August 24, 2015
Dr. R. Stephen Green, Superintendent
DeKalb County School District
1701 Mountain Industrial Boulevard
Stone Mountain, GA 30083
Dear Dr. Green:
Three years ago, tests for DeKalb County gifted programs were set for the day after Halloween. But when parents objected—noting that their children wouldn't get a good night's sleep after eating candy and staying up late—the school district changed the date of the test.
This story, as told by DeKalb School Board member Stan Jester and his wife Nancy Jester (a former school board member and current DeKalb commissioner), exemplifies why next month's CogAT and ITBS testing must be changed to avoid conflicting with Judaism's most holiest holidays. Certainly Rosh Hashanah and Yom Kippur—the Jewish new year and day of atonement—deserve equal treatment with Halloween.
This year Jews will observe these days--on which they go to synagogue instead of working or attending school--on Monday and Tuesday Sept 14-15 and Wednesday, Sept. 23. The testing is scheduled from Sept 9-25.
If the school district maintains this schedule, it will pressure Jewish families to violate their religious tenets so that their children can have the best chance to qualify for gifted and other special programs. They shouldn't have to make that choice.

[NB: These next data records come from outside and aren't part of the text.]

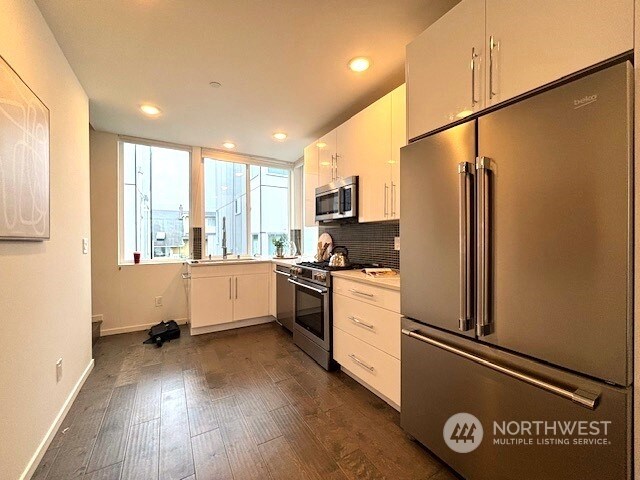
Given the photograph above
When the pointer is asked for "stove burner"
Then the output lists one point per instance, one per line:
(324, 265)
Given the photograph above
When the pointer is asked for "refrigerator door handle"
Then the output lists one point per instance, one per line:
(464, 218)
(484, 325)
(581, 397)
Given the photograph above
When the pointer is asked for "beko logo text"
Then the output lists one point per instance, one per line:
(584, 101)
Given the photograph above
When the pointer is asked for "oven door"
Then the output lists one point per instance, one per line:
(312, 312)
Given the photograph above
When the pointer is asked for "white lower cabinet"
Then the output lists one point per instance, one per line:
(374, 367)
(222, 294)
(251, 296)
(211, 301)
(366, 335)
(374, 325)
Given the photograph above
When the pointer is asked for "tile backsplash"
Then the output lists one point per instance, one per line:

We are writing on behalf of a large group of concerned Jewish parents from a host of DeKalb schools, who met at B'nai Torah synagogue on Sunday to discuss this problem.

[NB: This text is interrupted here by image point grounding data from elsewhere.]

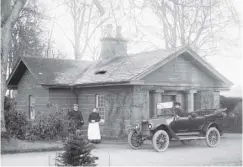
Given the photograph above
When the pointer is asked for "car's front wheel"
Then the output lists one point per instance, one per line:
(185, 142)
(212, 137)
(135, 140)
(161, 140)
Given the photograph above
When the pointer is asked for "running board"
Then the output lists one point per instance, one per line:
(192, 138)
(188, 134)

We learned that the testing was moved from October to September: to get test results earlier so that gifted programs could start sooner. We applaud that goal. But achieving it this year, under the current schedule, treats Jews with remarkable insensitivity and subjects teachers and students to costly inefficiency.
(The schedule also would appear to burden Muslims, who celebrate Eid-al-Adha on Sept. 24, and other religious minorities who have holidays in September.)
One veteran DeKalb teacher who attended our meeting noted that on typical make-up test days, "the assistant principal runs around like crazy" tracking down all of the children who missed tests. This chaos will surely be more intense this year, given hundreds of Jewish children who will need make-up tests. Just as examples, it is estimated that Jews make up at least 10 percent of Dunwoody Elementary and about 10 percent of Montgomery Elementary schools. Parents who have expressed concern with us have children also at Vanderlyn, Austin, Chesnut, Peachtree Middle and other DeKalb schools.
The sheer volume of students missing the exams create logistical challenges for schools to find suitable rooms to conduct makeups. More importantly, forcing these children to submit to makeup tests further increases their amount of time away from their classrooms.
Consider also that a sizable number of teachers are Jewish, meaning they will miss these days as well. Given reports that there are 150 teacher vacancies in the system, holding tests on the Jewish high holidays will exacerbate this problem, as the schools will need to find even more teachers to oversee tests.
The issue of unfamiliar teachers giving makeup tests is a particular concern for parents of first graders. Teachers read the test questions to first graders, but apparently strangers will read the questions for makeup tests, given that homeroom teachers are not pulled to do them.
During recent Curriculum Nights, teachers emphasized the great efforts made so that children are comfortable and focused on test days. We can only assume that removing children from class to take make-up tests would be less comfortable and more distracting—especially because some may feel a stigma associated with their religion.
Finally, making it harder for any children to compete for gifted or other programs will cost the schools money, as we understand each child in these programs qualifies their schools for extra grants. No one wants this result.
Again, we understand why the district wanted to give the tests earlier than in previous years. However, we question how much earlier results would be available, given that the scores are presented as percentiles of a national sample. That is, if scores from around the country have to be computed for any percentiles to be drawn, how much earlier can DeKalb hope to receive its results and start forming gifted classes?
Dr. Green, we know you inherited this schedule when you arrived last month, and we're sorry our introduction to you and vice-versa must occur on this challenging issue. We are impressed with your previous achievements in Kansas City and New York, and we look forward to where you will take our district.
Particularly impressive is your track record on ensuring that all students have the same educational opportunities, notably in your work with the National Council on Educating Black Children and having been featured in Touching the Future: Minorities in Education, speaking on issues of educational equity, access, and achievement.
But we think to avoid the insensitivity and inefficiency described in this letter and ensure that all students have the same opportunities for success, a change must be made to the ITBS testing schedule.
As you noted in your response to Mr. Jester, there are a host of holidays for religious minorities in September. Your calendar correctly pointed out that in Judaism, there are holidays through October 6. Therefore we suggest that DeKalb testing be rescheduled along the dates similar to the most recent years, when tests began in the second week of October.
You will be receiving a letter from a group of concerned Atlanta rabbis, and we are confident they can provide you with any guidance you seek on these and future calendars.
Any of us would be glad to speak with you at your convenience as you consider this matter.
We thank you for your consideration, and we look forward to hearing from you.